A broad range of regulatory reforms have been introduced over the past two years by the (now) minority Liberal federal government and British Columbia’s New Democratic Party and Green Party alliance. These include a revitalized Environmental Assessment Act (British Columbia), Bill 41 (Declaration on the Rights of Indigenous Peoples Act), and the federal Impact Assessment Act.
In 2020, the mining industry will see the rapid implementation of these sweeping changes. Although the new processes remain untested and many details remain outstanding, the goal posts continue to shift. Here’s what these reforms and the policy trends they create mean for mining companies.
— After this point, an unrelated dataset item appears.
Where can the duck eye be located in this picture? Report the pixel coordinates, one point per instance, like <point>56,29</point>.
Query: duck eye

1. Implementing and interpreting UNDRIP
With Bill 41, British Columbia “afﬁrms” the application of the United Nations Declaration on the Rights of Indigenous Peoples, and commits to harmonizing existing provincial laws with the individual and collective Indigenous rights proclaimed by the Declaration. The federal government has also committed to legislating the Declaration’s implementation.
Bill 41 leaves the details as to how the government will meet the bill’s stated goals to be worked out in the future. The government acknowledges that “changes won’t happen overnight” and that the implementation of the Declaration “will be a gradual, step-by-step process over time.” As such, substantial work remains, including consultation with Indigenous and non-Indigenous people, and also with the federal government on how to give meaning and effect to the Declaration.
In the interim, the current status quo of a growing number of Indigenous communities advancing self-government and consent-rights will continue. Indigenous communities and others will undoubtedly have opportunities to test the limits of the Bill.
2. Testing the assessment processes
The ﬁrst batch of projects, including the Haisla Nation owned Cedar LNG, will proceed under both the Impact Assessment Act and the provincial Environmental Assessment Act.
The new regimes are ambitious. The interpretations of key concepts will be tested, including:
• broader assessment factors;
• utilization of regional and strategic assessments in cumulative impact assessments;
• influence of advisory committees; and
• enhanced Indigenous and public participation.
In B.C., we await the ﬁnalization of two key regulations – Alternative Dispute Resolution and Indigenous Capacity Funding. The Alternative Dispute Resolution regulation will address how Indigenous Nations will resolve disputes when consensus cannot be achieved with or amongst the Nations at a particular stage of the provincial environmental assessment process. The province, for its part, continues to draft detailed policy guidance and FAQs to help navigate the process.
Nonetheless, until a critical mass of projects proceeds through these processes, public conﬁdence is unlikely to increase and project proponents are unlikely to obtain greater certainty. This is not a criticism; rather it is the reality of change which is compounded by increased expectations around greater public participation in the assessment process.
3. Increasing reclamation security
As the provincial government formalizes its risk management framework for mine security, it will likely lead to increased reclamation security requirements for mineral exploration and development.
Given the government’s other policy commitments, there is a potential for climate change or adaptation costs to become factors in the reclamation security calculation. The BC First Nations Energy and Mining Council has called for the province to collect mining reclamation costs in full and up front. While the province must address the ﬁnancial risk to taxpayers from any shortfall between the estimated reclamation costs of a mine and the security held by government, it must also ensure that the cost of entry is not prohibitive to deter mining or exploration all together. Levers such as progressive reclamation and return of related security are some balancing tools that can assist.
4. Rapidly shifting goal posts
Many in the industry have been practicing early engagement on project planning, seeking Indigenous consent, and regularly reviewing and updating reclamation contingencies. While the British Columbia regulatory landscape is shifting in line with expected trends, what has changed is the rapidly shifting goal posts on what constitutes best practices.
The result is that the government must obtain the broad support to balance economic development, promote and respect Indigenous rights and address climate change – or mining capital will shift to another jurisdiction. Effectively managing change is harder than making the change.